Some examples of intensive campaigns for Los Angeles include:
An initial campaign was conducted in Fall 2012 to characterize Planetary Boundary Layer Height (PBLH) in the Los Angeles basin. PBLH, along with winds, has a major influence on atmospheric concentrations of greenhouse gases and can lead to misinterpretation of greenhouse gas measurements. Past studies of this topic in LA have tended to focus on air quality issues which are related but distinct from the challenge of greenhouse gas measurements. While some PBLH information can be derived from existing radar wind profilers at the major airports across the basin their relatively coarse vertical resolution complicates efforts to test the higher resolution models. This campaign had three primary objectives: 1) measure trends in PBLH at several representative sites across the basin with vertical resolutions of better than 20 meters, 2) measure spatial gradients in PBLH across the basin, and 3) evaluate different PBLH measurement technologies to informing decisions about the optimal monitoring network for the LA basin. The initial phase of the intensive involved sustained observations at Caltech and USC with several days of rawinsonde launches.

In Spring and Summer 2014 we coordinated surface observations with aircraft campaigns involving NASA's Hyperspectral Thermal Emission Spectrometer (HyTES). These campaigns were focused on characterizing point sources of methanes from a variety of sources including natural gas infrastructure, oil production, landfills, wastewater treatment, natural seeps and dairies - all of which occur in LA.

In fall 2014 we conducted intensive campaign to collect whole air flask samples across the LA basin at high frequency. This began a 3 year NASA and NOAA activity to characterize the spatial and temporal distribution of fossil fuel CO2 emissions across the LA megacity domain using measurements of 14C, CO2 and CO from surface measurements and CO2 and CO from satellite observations.

Modeling and Analysis

Nearly all of the observing systems described here measure concentrations or “mixing ratios” of CO2 and other greenhouse gases in the atmosphere. However those measurements alone only provide information about how much of a particular gas is present at the location and time of the measurement. To answer the questions that many scientists and decision makers are more interested in - understanding the actual location and strength of the many sources of greenhouse emissions in and around the LA basin – we need to combine those greenhouse gas concentration measurements with computer models of how the atmosphere moves. The meteorology of LA, particularly wind and how the surface layer of the atmosphere moves up and down during the say, is complex and often dominates our efforts to estimate greenhouse gas emissions. A major focus of the Megacities project is combining cutting-edge models of atmospheric circulation and the greenhouse gas concentration data to study emission fluxes.
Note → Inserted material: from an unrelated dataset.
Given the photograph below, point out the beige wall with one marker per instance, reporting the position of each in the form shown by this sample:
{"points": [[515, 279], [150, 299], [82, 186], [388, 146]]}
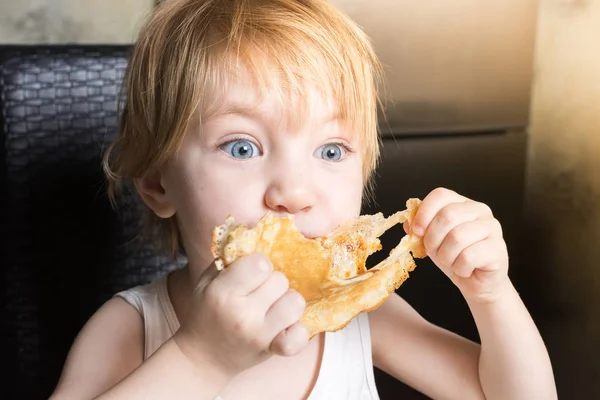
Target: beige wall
{"points": [[563, 194], [71, 21]]}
A critical third component of this system is a special high resolution data set called “Hestia” that provides the best-available prior estimate of fossil fuel CO2 emissions over Los Angeles County and the 4 adjacent counties. Hestia represents fossil fuel CO2 emissions for all of the major economic sectors in the LA basin including residential, commercial, industrial, onroad, etc. Hestia provides this information at roughly 1 km (sometimes finer) and hourly resolution. By “driving” our modeling system with the prior Hestia emissions we can simulate concentrations of CO2 in the atmosphere and compare them with our CO2 measurements around the basin. We can also use the CO2 measurements and the model to “invert” for the emissions and then compare with the Hestia output and then adjusting things until they match. This process of optimization and comparison is a synthesis of techniques and it ultimately allows us to improve our understanding of greenhouse gas emissions in LA – both for specific locations and key sectors.